It’s clear when meeting Marcel, that he’s very grounded in the moment and focuses on the present. It’s therefor not surprising when he tells us that he’s never been planning his achievements and dreams, but that he’s rather following a sense of how he wants to live his life.


To me it’s not about setting big goals and achieving them, but seeing the way that leads forward

”To me it’s not about setting big goals and achieving them, but more to see how it leads forward. It’s always nice to think about things you want to achieve – but in the end it’s better to think about the way that’s leading you to a point where you feel comfortable with what you’re doing, and with your life–”

”Just follow your intentions with everything you do. That’s what I’m doing all the time, but you have to be confident enough to keep your focusas there are so many voices that can distract you. People gladly tell you their opinion about how things could be done better or more efficiently. But I’m not doing a job for anyone else. I’m creating something that comes from within me, and it can’t really be rushed by someone else’s take on efficiency or whatever. It needs to come from love, and love should also be the main goal. Love for something. If you don’t have that deep passion, then don’t do it.”


”It’s okay that some people don’t like what you do, as long as you like it yourself. Do what you love and do it with 100 percent commitment, and then everything will fall into place.”


Marcell Dettmann, the matrix movie

Marcel has always somehow had the belief that you can’t make anyone create something through pressure. It probably comes from himself, as he always has hated people telling him what he should and shouldn’t do.

”I don’t give shit for rules.

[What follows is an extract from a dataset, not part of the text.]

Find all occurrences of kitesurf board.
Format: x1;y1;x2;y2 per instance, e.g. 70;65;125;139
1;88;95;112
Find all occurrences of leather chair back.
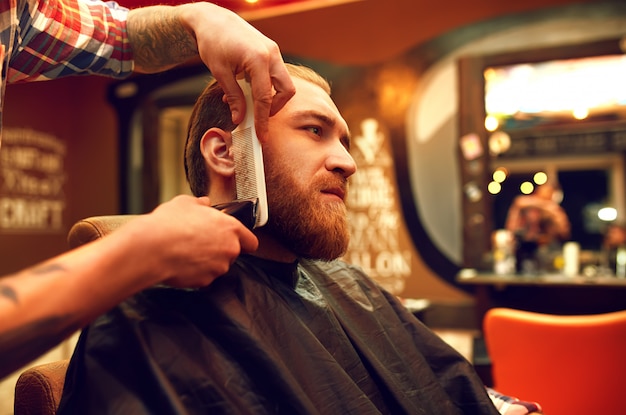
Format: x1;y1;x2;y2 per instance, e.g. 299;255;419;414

I was always complaining about that even as a young boy in school; when someone tried telling me what to do. It’s not the right way to learn about life. The same goes for over-protectiveness, we must let each other live and embrace life and learn by living, not try to force and control people.”

”Maybe it has something to do with my own inner child, but when people try to control me I get very angry; like fuck you. And as I’m a father of two kids now, I do a lot of things wrong in the same way that my parents did.But giving them the chance to experience things is super important for me – even if I must close my eyes at times. They have to experiment. Otherwise, they’ll be like a musician who can only play from notes but if you take the notes away they don’t know what to do.”